Колют ресницы, в груди прикипела слеза.
Чую без страху, что будет и будет гроза.
Кто-то чудной меня что-то торопит забыть.
Душно, — и все-таки до смерти хочется жить.
Что же давало силы поэту? Творчество. «Поэзия — это власть»,— сказал он Ахматовой. Это власть над собой, болезнями и слабостями, над людскими душами, над вечностью давала силы жить и творить, быть независимым и безрассудным.
За гремучую доблесть грядущих веков,
За высокое племя людей
Я лишился и чаши на пире отцов,
И веселья и чести своей.
Мне на плечи кидается век-волкодав.
Но не волк я по крови своей,
Запихай меня лучше, как шапку, в рукав
Жаркой шубы сибирских степей.
Поэт искренне пытался слиться с временем, вписаться в новую действительность, но постоянно ощущал ее враждебность. Со временем этот разлад становился все ощутимей, а потом и убийствен.
Век мой, зверь мой, кто сумеет
Заглянуть в твои зрачки
И своею кровью склеит
Двух столетий позвонки.
В жизни Мандельштам не был борцом и бойцом, ему ведо- мы были сомнения и страх, но в поэзии он был непобедимым героем, преодолевающим все трудности.

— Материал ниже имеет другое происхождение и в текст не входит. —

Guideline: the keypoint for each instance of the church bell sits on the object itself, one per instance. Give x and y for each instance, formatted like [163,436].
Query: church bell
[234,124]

Чур! Не просить, не жаловаться!
Цыц! Не хныкать! Для того ли разночинцы
Рассохлые топтали сапоги, чтоб я теперь их предал?
Мы умрем, как пехотинцы.
Но не прославим ни хищи, ни поденщины, ни лжи!
Критики обвиняли Мандельштама в оторванности от жизни, ее проблем, но он был очень конкретен, а это было страшнее всего для властей. Так он писал о репрессиях 30-х годов:
Помоги, Господь, эту ночь прожить:
Я за жизнь боюсь — за твою рабу,
В Петербурге жить — словно спать в гробу.
«Стихи должны быть гражданскими»,— считал поэт. Его стихотворение «Мы живем, под собою не чуя страны...» было равносильно самоубийству, ведь о «земном боге» он писал:
Его толстые пальцы, как черви, жирны,
А слова, как пудовые гири, верны.
Тараканьи смеются усища,
И сияют его голенища.
Простить такое поэту не могли, власти уничтожили его самого, но поэзия осталась, выжила и теперь говорит правду о своем творце.
Где больше неба мне — там я бродить готов,
И ясная тоска меня не отпускает
От молодых еще воронежских холмов
К всечеловеческим — яснеющим в Тоскане.